In modern designs it is common to find two load units, one store (many instructions have no results to store), two or more integer math units, two or more floating point units, and often a SIMD unit of some sort. The instruction issue logic grows in complexity by reading in a huge list of instructions from memory and handing them off to the different execution units that are idle at that point. The results are then collected and re-ordered at the end.

Register renaming

Main page: Register renaming

Register renaming refers to a technique used to avoid unnecessary serialized execution of program instructions because of the reuse of the same registers by those instructions. Suppose we have two groups of instruction that will use the same register.
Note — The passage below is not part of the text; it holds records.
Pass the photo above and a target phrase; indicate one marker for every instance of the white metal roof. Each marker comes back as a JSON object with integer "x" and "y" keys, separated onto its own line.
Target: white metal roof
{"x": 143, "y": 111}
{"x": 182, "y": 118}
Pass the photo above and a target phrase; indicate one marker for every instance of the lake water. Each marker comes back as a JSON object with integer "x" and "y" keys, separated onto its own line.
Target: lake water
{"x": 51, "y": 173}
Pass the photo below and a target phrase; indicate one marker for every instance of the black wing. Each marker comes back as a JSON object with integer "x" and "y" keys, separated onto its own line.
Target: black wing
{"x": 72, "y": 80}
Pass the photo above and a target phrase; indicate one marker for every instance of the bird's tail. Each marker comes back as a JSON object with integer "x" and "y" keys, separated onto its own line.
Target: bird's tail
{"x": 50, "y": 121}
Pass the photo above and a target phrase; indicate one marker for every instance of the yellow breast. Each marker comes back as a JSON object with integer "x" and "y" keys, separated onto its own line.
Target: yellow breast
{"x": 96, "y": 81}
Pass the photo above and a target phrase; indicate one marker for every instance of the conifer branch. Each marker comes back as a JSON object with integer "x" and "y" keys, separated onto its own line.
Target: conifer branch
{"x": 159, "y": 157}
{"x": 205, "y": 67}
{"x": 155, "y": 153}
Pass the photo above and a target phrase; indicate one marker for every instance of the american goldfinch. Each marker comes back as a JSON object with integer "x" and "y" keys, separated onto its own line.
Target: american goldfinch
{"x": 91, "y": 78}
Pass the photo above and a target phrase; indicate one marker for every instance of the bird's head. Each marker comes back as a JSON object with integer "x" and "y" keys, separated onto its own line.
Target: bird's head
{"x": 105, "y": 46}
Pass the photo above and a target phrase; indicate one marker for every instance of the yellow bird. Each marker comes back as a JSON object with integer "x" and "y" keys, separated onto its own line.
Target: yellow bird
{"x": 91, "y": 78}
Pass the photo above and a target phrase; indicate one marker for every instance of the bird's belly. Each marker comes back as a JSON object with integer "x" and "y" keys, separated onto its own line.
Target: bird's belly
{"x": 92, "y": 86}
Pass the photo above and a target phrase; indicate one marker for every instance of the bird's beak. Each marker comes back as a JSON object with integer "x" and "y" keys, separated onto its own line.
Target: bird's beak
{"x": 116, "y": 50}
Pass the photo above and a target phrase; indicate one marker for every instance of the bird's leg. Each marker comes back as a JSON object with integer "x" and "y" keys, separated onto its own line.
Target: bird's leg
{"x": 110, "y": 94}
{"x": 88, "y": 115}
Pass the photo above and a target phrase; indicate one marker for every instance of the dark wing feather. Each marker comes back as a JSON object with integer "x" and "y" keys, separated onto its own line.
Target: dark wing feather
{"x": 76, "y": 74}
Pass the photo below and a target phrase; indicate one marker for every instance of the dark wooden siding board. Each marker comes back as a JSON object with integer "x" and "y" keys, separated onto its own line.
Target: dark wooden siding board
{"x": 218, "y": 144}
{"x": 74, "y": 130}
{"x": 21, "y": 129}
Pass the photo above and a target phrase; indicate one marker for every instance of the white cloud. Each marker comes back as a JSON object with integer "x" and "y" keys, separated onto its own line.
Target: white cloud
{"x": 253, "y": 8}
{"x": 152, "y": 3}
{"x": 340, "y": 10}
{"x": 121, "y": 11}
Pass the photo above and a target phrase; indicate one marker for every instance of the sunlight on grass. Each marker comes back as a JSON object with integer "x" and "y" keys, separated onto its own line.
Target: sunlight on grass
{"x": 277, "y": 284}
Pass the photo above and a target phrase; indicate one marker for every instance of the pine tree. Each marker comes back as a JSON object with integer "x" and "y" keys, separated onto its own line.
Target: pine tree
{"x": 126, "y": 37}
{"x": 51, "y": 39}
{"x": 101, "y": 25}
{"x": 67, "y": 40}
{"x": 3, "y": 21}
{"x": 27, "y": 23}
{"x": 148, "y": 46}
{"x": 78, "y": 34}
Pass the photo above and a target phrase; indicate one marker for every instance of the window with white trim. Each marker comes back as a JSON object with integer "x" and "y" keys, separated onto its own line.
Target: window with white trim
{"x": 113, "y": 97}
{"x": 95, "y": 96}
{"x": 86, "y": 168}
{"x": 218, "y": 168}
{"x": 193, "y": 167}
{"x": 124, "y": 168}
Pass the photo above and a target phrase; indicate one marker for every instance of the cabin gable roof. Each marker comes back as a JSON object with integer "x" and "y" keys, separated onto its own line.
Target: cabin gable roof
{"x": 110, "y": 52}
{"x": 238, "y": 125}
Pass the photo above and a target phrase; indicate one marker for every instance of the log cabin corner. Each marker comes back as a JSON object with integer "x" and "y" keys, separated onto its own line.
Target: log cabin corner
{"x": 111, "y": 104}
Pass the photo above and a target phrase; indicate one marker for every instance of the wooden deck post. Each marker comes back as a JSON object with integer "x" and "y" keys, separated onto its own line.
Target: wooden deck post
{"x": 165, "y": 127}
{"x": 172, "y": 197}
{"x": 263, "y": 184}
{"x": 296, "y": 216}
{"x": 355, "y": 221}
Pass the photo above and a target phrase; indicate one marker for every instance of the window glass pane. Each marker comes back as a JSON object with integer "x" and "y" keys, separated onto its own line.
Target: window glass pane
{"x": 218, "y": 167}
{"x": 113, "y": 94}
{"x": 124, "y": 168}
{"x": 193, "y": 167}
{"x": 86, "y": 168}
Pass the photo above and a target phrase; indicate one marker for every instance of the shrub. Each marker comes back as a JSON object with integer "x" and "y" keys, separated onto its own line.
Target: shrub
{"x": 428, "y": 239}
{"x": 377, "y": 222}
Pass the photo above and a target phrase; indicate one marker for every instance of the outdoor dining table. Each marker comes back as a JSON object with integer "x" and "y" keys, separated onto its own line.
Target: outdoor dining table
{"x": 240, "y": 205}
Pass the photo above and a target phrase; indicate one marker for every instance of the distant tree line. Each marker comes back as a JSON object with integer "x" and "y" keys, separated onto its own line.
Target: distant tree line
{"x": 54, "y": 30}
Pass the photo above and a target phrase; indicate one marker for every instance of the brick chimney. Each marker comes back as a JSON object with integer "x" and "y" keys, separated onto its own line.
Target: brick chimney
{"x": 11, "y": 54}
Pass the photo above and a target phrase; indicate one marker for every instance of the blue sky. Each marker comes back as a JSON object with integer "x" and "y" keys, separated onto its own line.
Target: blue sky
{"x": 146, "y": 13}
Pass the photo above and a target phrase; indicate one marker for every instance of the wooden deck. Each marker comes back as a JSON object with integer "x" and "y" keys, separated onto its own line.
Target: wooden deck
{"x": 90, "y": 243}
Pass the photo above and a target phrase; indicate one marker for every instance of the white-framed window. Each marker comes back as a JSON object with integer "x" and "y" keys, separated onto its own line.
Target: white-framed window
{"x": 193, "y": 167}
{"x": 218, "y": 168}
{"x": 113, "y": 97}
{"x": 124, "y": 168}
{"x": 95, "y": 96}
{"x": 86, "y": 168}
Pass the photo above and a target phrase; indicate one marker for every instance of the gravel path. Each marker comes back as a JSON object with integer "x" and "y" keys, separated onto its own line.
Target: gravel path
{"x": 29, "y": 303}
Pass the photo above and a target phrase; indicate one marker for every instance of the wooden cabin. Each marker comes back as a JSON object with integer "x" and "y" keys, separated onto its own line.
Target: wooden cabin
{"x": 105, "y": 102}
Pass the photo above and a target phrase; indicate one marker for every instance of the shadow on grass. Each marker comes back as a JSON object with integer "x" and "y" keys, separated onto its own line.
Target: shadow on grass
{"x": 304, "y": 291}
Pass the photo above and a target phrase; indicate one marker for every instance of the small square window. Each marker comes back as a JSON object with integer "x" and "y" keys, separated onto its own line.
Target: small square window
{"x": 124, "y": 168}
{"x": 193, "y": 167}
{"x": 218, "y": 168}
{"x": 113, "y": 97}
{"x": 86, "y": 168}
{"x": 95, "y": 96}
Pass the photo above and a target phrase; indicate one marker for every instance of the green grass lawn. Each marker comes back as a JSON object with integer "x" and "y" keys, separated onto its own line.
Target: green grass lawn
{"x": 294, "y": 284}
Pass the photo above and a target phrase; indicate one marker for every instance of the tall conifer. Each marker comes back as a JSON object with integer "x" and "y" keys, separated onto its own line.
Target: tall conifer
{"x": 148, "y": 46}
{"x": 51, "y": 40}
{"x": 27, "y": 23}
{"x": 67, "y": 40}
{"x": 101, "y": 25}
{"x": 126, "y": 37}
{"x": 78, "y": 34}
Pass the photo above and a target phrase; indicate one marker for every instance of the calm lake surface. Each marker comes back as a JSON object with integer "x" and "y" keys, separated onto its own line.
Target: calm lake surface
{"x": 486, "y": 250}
One set of instruction is executed first to leave the register to the other set, but if the other set is assigned to a different similar register both sets of instructions can be executed in parallel.

Multiprocessing and multithreading

Due to the growing gap between CPU operating frequencies and DRAM access times, none of the techniques that enhance instruction-level parallelism (ILP) within one program could overcome the long delays when data had to be fetched from main memory. The large transistor counts and high operating frequencies needed for the more advanced ILP techniques required power dissipation levels that could no longer be cheaply cooled. For these reasons, newer generations of computers have started to utilize higher levels of parallelism that exist outside of a single program or program thread.

This trend is sometimes known as "throughput computing". This idea originated in the mainframe market where online transaction processing emphasized not just the execution speed of one transaction, but the capacity to deal with big numbers of transactions at the same time. With transaction-based applications such as network routing and web-site serving greatly increasing in the last decade, the computer industry has re-emphasized capacity and throughput issues.

One technique of how this parallelism is achieved is through multiprocessing systems, computer systems with multiple CPUs. In the past this was reserved for high-end mainframes but now small scale (2-8) multiprocessors servers have become common for the small business market. For large corporations, large scale (16-256) multiprocessors are common. Even personal computers with multiple CPUs have appeared since the 1990s.

Advances in semiconductor technology reduced transistor size; multicore CPUs have appeared where multiple CPUs are implemented on the same silicon chip. Initially used in-chips targeting embedded markets, where simpler and smaller CPUs would allow multiple instantiations to fit on one piece of silicon. By 2005, semiconductor technology allowed dual high-end desktop CPUs CMP chips to be manufactured in volume. Some designs, such as UltraSPARC T1 used simpler (scalar, in-order) designs to fit more processors on one piece of silicon.

Another technique that has become more popular is multithreading. In multithreading, when the processor has to fetch data from slow system memory, instead of stalling for the data to arrive, the processor switches to another program or program thread which is ready to execute. Though this does not speed up a particular program/thread, it increases the overall system throughput by reducing the time the CPU is idle.

Multithreading is equivalent to a context switch at the operating system level. The difference is that a multithreaded CPU can do a thread switch in one CPU cycle instead of the hundreds or thousands of CPU cycles a context switch normally requires. This is achieved by replicating the state hardware (such as the register file and program counter) for each active thread.

A further enhancement is simultaneous multithreading. This technique allows superscalar CPUs to execute instructions from different programs/threads simultaneously in the same cycle.